Perhaps one of the most important new tactics to emerge thus far has been the ‘walk-backs.’ Accompanied by a substantial group of outside supporters, workers are much less likely to face retaliation when they return to their jobs the next day. Remember, companies like Walmart and its fast food cousins have been known to frequently flaunt the law when it comes to illegally disciplining employees who take part in strikes or protests. Having outside community support makes such attacks much more difficult to pull off.
The results so far have also largely been different, often even in intention. Gaining union recognition faces an almost insurmountable legal hurdle due to ‘franchising.’ Since individual McDonalds, like most fast-food restaurants, are legally the sole property of their franchisee (despite the fact that everything from prices to wages to promotions comes from the corporate level) a collective bargaining agreement covering the whole company is a legal non-starter.

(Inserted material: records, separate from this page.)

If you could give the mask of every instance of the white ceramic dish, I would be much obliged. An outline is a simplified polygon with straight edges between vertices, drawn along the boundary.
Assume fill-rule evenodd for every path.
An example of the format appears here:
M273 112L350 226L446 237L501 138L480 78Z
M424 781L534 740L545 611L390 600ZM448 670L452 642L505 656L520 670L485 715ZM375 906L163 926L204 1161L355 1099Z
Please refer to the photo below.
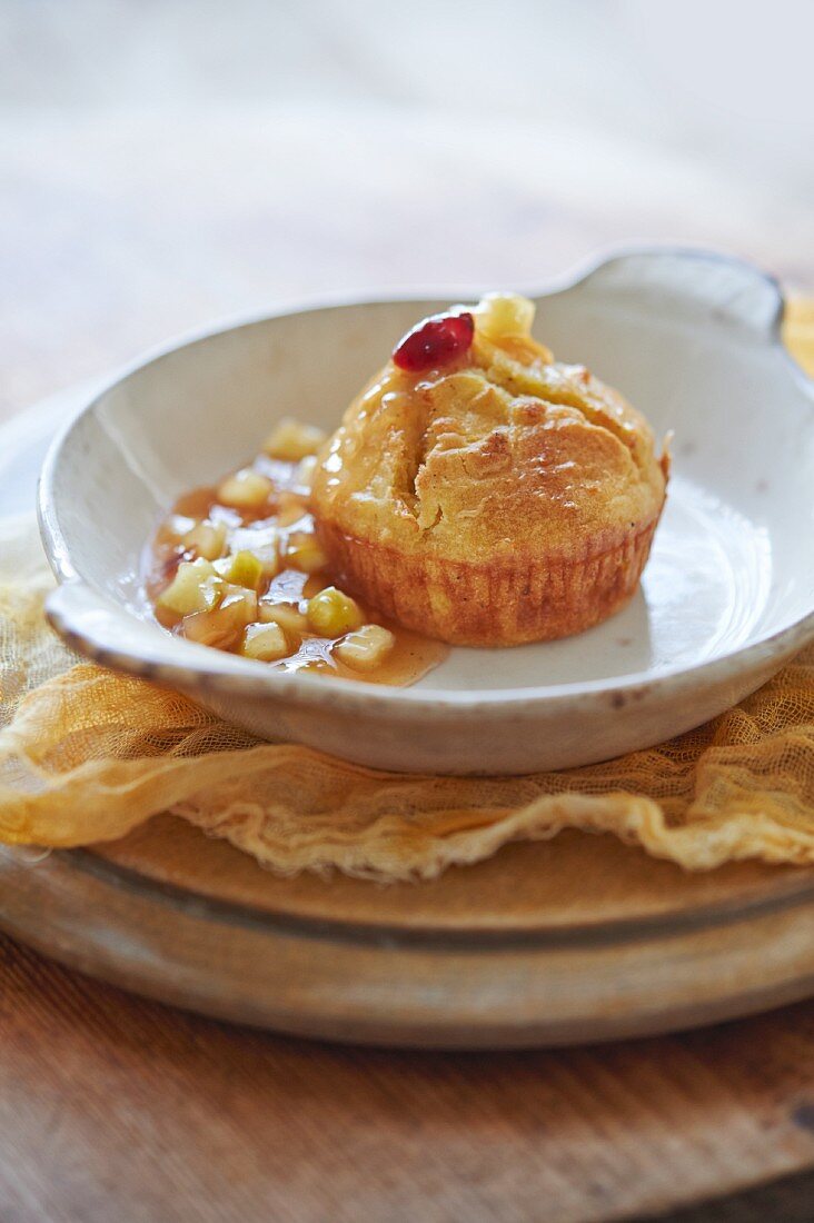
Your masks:
M173 499L253 454L278 416L334 427L394 340L448 301L252 320L176 345L94 397L40 481L58 631L258 735L450 773L570 767L659 742L814 636L814 391L781 347L774 281L685 251L616 256L537 298L535 333L559 358L584 361L656 433L676 434L667 510L624 612L567 641L454 649L411 689L279 674L147 623L137 558Z

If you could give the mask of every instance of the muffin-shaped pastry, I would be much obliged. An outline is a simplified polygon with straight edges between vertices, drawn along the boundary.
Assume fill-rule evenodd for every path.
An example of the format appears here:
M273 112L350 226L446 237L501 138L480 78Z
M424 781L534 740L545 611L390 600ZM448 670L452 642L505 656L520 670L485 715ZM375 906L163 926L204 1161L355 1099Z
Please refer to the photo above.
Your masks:
M646 421L491 295L425 319L322 449L312 509L337 580L457 645L580 632L637 589L665 504Z

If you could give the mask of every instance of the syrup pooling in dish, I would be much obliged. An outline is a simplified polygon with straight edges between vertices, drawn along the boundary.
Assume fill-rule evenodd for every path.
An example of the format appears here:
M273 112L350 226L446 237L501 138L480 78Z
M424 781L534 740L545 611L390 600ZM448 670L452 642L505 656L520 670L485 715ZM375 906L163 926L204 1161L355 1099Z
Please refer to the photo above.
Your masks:
M282 421L251 466L181 497L148 550L147 596L159 624L189 641L284 671L411 684L446 649L332 580L308 508L323 440Z

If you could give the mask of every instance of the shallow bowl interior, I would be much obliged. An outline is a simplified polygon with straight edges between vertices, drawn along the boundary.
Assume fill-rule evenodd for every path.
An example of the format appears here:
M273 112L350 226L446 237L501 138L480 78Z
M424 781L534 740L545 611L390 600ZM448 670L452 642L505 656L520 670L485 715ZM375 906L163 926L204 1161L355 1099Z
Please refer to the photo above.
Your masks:
M251 456L282 415L333 428L398 336L448 300L264 318L130 372L49 464L62 576L138 615L138 556L171 501ZM535 334L558 358L585 362L657 434L674 433L668 506L643 588L619 615L568 641L455 649L422 689L573 690L670 674L810 613L814 417L779 345L777 311L774 285L753 269L673 252L612 259L537 298ZM176 648L202 665L200 647Z

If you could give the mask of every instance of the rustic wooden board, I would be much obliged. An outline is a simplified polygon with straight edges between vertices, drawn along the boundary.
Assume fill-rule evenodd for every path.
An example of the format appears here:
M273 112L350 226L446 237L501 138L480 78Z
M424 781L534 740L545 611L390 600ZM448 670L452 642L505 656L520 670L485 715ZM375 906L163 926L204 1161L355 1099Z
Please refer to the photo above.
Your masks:
M163 816L0 859L9 933L177 1005L367 1043L641 1036L814 992L814 872L690 876L611 837L507 846L432 883L277 878Z

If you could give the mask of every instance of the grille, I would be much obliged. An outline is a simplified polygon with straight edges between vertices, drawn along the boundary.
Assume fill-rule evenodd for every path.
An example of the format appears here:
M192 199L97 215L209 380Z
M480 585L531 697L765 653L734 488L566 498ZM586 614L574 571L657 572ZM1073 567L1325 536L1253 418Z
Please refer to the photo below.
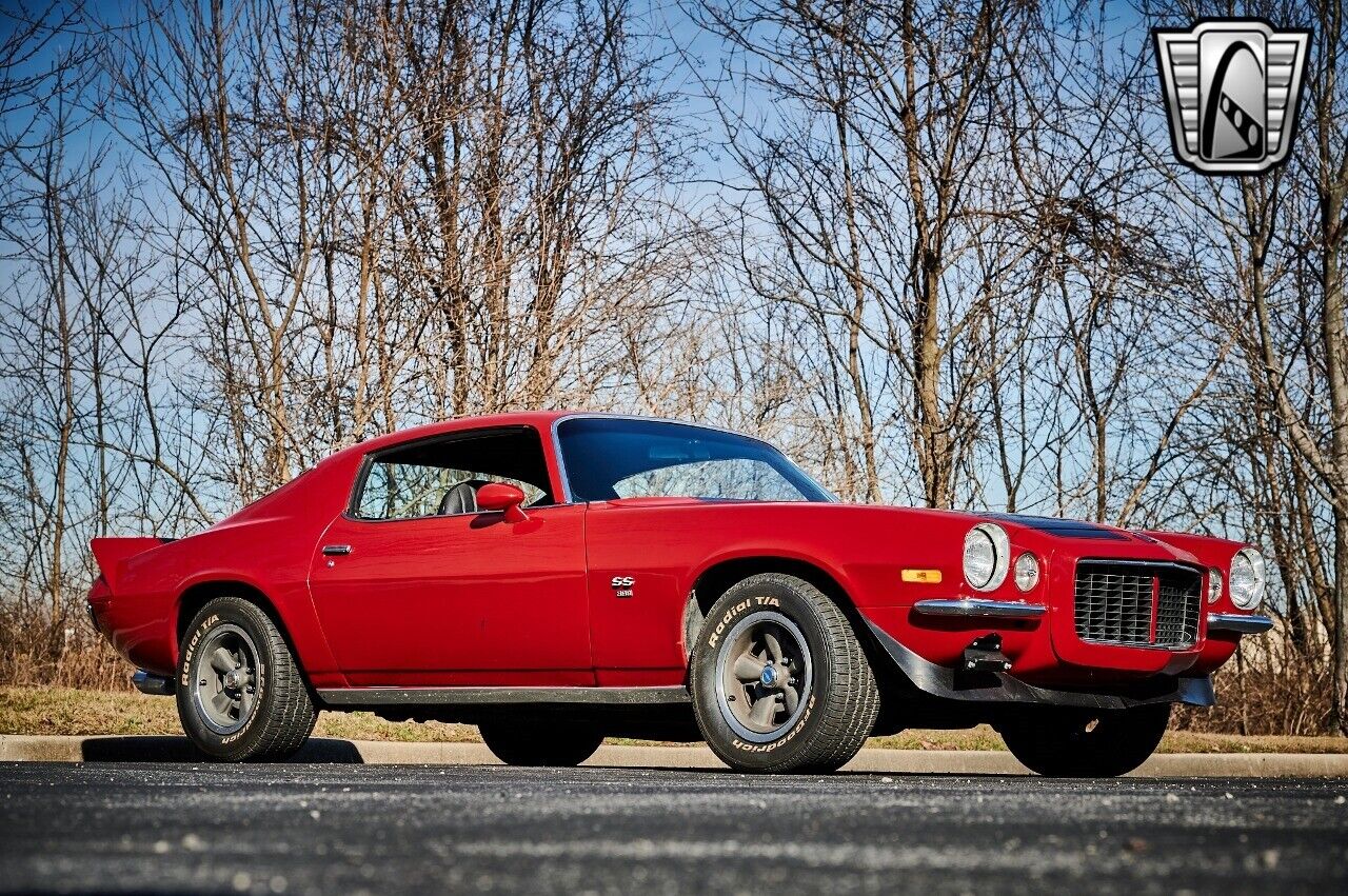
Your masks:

Of course, long term the goal is to get these regulations changed and force ‘corporate’ to take responsibility over its employees. For now though, ‘winning’ will be equally as much about impacting public opinion and applying public pressure as convincing workers themselves that unions are a worthwhile endeavour. It will be legislation like minimum wage laws and consumer-driven agitation alongside worker walk-outs that will impact these companies, change conditions, and make official unionization a real possibility.
Without exaggeration, the fast food strikes (alongside their comrades at Walmart) mark potentially the most important campaign in the modern history of labour. Success could come in multiple forms. It could mean a higher minimum wage like Seattle or Vermont. Or it could mean companies buckling under pressure and internally improving conditions. Still yet, and best of all, it could combine both of these with a large swath of new union members and a burgeoning generation of activists ready to bring the campaign to dozens more low-wage industries.
Success could come in multiple forms, yes, but it is absolutely pivotal that it does come. If we are defeated it will take at least another generation to build a movement like this again. In that time, who knows what will come of the rest of the unions.
Finally, a counter-argument will be raised that goes something like this “why should fast-food workers get $15 an hour, I spent years getting my bachelors degree to be x and I hardly make more than minimum wage.” This, the right hopes, will be the trump card. It has already been used time and time again against public sector workers.
Remember, though, that solidarity is not just some abstract concept, something that affects someone else somewhere else. If the single-mother working at McDonalds earns £10 an hour, enough to raise a family, pay the rent, and maybe even have fun from time to time, than surely this would push up the wages of everyone else. If fast-food workers have a union, this strengthens Unite, Unison, RMT, and the rest just as much.
5,000,000 Brits make less than the living wage. It is amongst them that the future of the labour movement will be fought and, hopefully, will be won. Thursday marks an incredibly important step. Turning out at rallies and showing support is essential to it being a successful day.